First choose r objects (\(nC_r\)), then arrange them (\(r!\)).

9.6 5) Circular Permutations

  • \(n\) objects in a circle: \((n-1)!\) arrangements.
  • If clockwise and anticlockwise considered same: \(\frac{(n-1)!}{2}\).

Example: Arrange 6 people around round table: \(5!=120\).

9.7 6) Permutations with Repetition (Non-distinct objects)

If \(n\) objects with groups of identicals:

\[ \frac{n!}{p_1!p_2!\dots p_k!} \]

Example: Word “BALLOON” = 7 letters with L twice, O twice → \(\frac{7!}{2!2!}=1260\).

9.8 7) Restricted Arrangements and Selections

9.8.1 7.1 Together/Separated

  • If A and B must be together: treat them as one unit.
  • If A and B must not be together: total − (together cases).

9.8.2 7.2 Distribution of objects

  • Identical balls into distinct boxes: use stars and bars (advanced).
  • Distinct balls into distinct boxes: each has choices, multiply.

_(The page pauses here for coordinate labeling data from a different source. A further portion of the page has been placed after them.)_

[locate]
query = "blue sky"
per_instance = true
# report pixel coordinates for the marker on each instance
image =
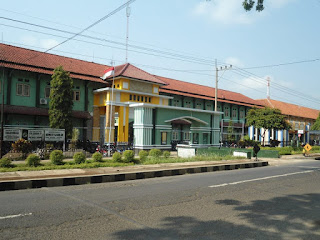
(195, 31)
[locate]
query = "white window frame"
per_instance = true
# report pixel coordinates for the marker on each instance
(74, 95)
(24, 87)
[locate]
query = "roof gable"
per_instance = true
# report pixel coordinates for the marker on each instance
(130, 71)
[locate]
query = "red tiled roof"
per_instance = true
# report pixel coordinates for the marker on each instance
(35, 61)
(291, 109)
(130, 71)
(205, 92)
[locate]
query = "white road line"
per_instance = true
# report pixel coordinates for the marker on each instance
(259, 179)
(14, 216)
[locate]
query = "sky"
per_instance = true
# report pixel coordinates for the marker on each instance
(183, 39)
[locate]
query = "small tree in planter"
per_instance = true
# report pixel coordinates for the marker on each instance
(23, 146)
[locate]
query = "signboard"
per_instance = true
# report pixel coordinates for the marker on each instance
(11, 135)
(307, 147)
(35, 135)
(54, 135)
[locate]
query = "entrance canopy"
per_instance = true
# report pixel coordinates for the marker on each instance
(186, 120)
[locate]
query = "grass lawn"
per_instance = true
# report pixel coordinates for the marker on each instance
(110, 163)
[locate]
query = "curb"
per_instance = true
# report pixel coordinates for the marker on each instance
(69, 181)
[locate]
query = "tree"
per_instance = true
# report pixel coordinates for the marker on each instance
(248, 5)
(316, 125)
(267, 118)
(61, 101)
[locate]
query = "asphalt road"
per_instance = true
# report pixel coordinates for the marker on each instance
(275, 202)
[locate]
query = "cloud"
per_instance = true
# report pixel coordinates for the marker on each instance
(232, 12)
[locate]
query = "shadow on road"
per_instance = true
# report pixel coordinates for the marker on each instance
(288, 217)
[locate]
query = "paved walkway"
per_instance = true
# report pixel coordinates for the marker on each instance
(63, 177)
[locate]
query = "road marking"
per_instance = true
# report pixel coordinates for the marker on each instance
(14, 216)
(259, 179)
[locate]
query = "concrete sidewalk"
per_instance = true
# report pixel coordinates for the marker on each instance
(65, 177)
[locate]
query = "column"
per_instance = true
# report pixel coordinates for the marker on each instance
(96, 124)
(109, 111)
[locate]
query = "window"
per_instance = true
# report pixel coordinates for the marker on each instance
(175, 135)
(125, 85)
(163, 138)
(155, 90)
(188, 104)
(47, 92)
(226, 112)
(186, 136)
(234, 112)
(241, 114)
(195, 139)
(205, 138)
(76, 96)
(176, 103)
(23, 90)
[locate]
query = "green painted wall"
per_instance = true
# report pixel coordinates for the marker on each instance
(27, 79)
(3, 77)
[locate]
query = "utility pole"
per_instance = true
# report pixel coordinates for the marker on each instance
(128, 11)
(2, 104)
(268, 87)
(224, 68)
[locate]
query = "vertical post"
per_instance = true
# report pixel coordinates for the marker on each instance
(268, 88)
(110, 112)
(2, 107)
(127, 38)
(216, 89)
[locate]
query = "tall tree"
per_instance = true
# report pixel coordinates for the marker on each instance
(61, 101)
(316, 125)
(267, 118)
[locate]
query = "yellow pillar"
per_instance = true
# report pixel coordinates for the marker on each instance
(126, 128)
(96, 124)
(107, 127)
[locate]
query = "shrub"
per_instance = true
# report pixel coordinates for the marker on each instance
(166, 154)
(155, 153)
(5, 163)
(143, 155)
(79, 157)
(128, 156)
(116, 157)
(56, 157)
(22, 146)
(33, 160)
(97, 157)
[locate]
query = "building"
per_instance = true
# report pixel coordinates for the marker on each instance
(301, 119)
(133, 107)
(27, 74)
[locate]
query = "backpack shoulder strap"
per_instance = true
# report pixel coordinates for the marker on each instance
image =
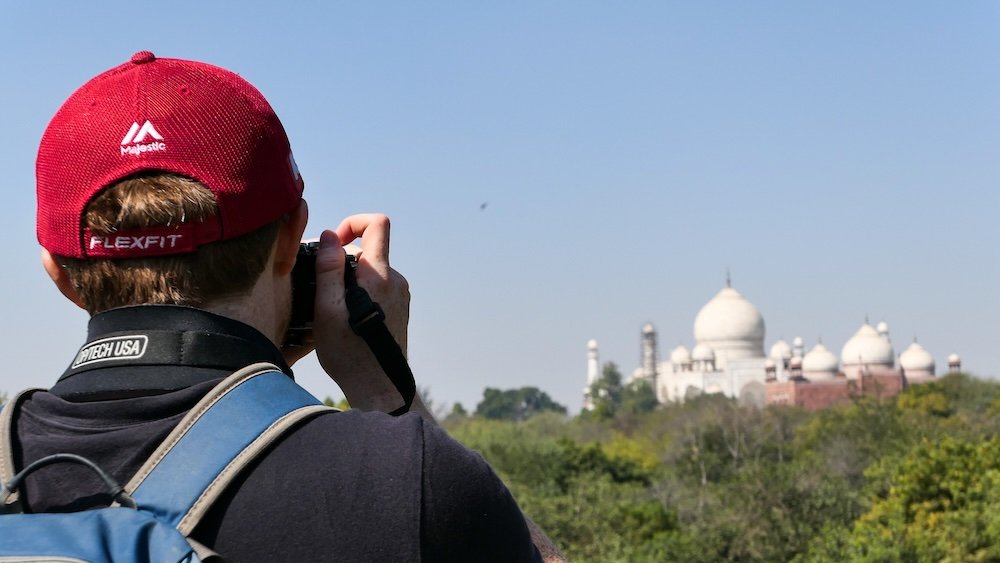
(224, 432)
(7, 440)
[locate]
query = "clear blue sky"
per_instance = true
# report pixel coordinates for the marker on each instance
(841, 159)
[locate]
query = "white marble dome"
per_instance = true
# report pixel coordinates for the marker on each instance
(916, 359)
(780, 351)
(680, 355)
(820, 359)
(867, 347)
(703, 353)
(731, 325)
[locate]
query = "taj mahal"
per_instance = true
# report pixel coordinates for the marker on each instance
(728, 358)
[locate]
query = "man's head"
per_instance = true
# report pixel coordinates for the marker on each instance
(164, 181)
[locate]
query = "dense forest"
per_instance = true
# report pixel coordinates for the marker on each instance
(914, 477)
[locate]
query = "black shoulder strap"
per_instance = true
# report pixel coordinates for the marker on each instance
(368, 321)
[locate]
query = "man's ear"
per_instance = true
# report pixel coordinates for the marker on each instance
(61, 278)
(289, 238)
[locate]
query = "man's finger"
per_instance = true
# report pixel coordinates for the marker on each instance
(373, 228)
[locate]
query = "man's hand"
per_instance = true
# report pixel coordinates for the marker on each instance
(345, 356)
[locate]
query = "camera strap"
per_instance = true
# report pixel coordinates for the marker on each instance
(368, 321)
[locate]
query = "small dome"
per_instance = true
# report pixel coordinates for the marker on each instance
(867, 346)
(680, 356)
(916, 358)
(702, 353)
(729, 319)
(820, 359)
(780, 351)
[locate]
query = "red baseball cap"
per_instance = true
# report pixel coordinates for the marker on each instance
(170, 115)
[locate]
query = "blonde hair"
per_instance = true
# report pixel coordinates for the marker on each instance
(218, 270)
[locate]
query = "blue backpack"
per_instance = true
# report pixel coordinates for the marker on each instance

9.9 8) Practical Applications

  1. Form 4-digit numbers from digits without repetition.
  2. Select committees from groups.
  3. Word formation from letters.
  4. Arrangements with restrictions (vowels together, certain persons not adjacent).
  5. Exam DI puzzles.

9.10 9) Solved Examples

Ex 1: Number of 3-digit numbers from digits 1–5 without repetition.
= \(5P3=60\).

Ex 2: Choose a president, VP, secretary from 10 people.
= \(10P3=720\).

Ex 3: Committee of 3 from 8 persons.
= \(8C3=56\).

Ex 4: Arrange letters of “MATH” with vowels together.
Treat (A) as one unit → 3! ways ×2! (arrange vowels internally) = 12.

Ex 5: Circular arrangement of 7 persons, clockwise ≠ anticlockwise.
= (7−1)! = 6! = 720.

Ex 6: Word “MISSISSIPPI”.
Total = \(\frac{11!}{4!4!2!}=34,650\).

9.11 10) Common Traps

  • Confusing order vs selection.
  • Forgetting to adjust for identicals.
  • Miscounting circular permutations.
  • Not distinguishing “at least one” vs “exactly one”.
  • Overcounting when restrictions apply.

9.12 Practice Set – Level 1

  1. Form 3-digit numbers from 1–9 without repetition.
  2. Arrange 5 students in a line.
  3. Choose 2 from 6 persons.
  4. Arrange 7 persons in circle.
  5. Number of ways to arrange “LEVEL”.

9.13 Practice Set – Level 2

  1. Word “BANANA” arrangements.
  2. Committee of 4 from 10 students, one must be a girl (out of 4 girls, 6 boys).
  3. 4-digit numbers from 1–9 with repetition allowed.
  4. Distribute 4 identical balls into 3 boxes.
  5. Seating 3 boys, 3 girls alternately in row.

9.14 Practice Set – Level 3 (Challengers)

  1. Number of ways to seat 5 couples around table, no spouses adjacent.
  2. Word “PROBABILITY”: vowels together.
  3. Select team of 5 from 8 men + 5 women, at least 2 women.
  4. Permutations of digits 0–9 to form 4-digit even numbers.
  5. 6-digit numbers from digits 1–6, divisible by 6.

9.15 Answer Key (Outline)

Level 1: 1) 504; 2) 120; 3) 15; 4) 720; 5) 30.
Level 2: 6) 60; 7) 210; 8) 9⁴=6561; 9) 15; 10) 36.
Level 3: 11) 1152; 12) 1814400; 13) 2002; 14) 4536; 15) 120.

9.16 Summary

  • Use nPr for arrangements, nCr for selections.
  • Relation: \(nPr=nCr\times r!\).
  • Circular = \((n−1)!\) (or half if reflection same).
  • Identicals → divide by factorials.
  • Carefully apply restrictions.
    With practice, problems collapse into applying right formula quickly.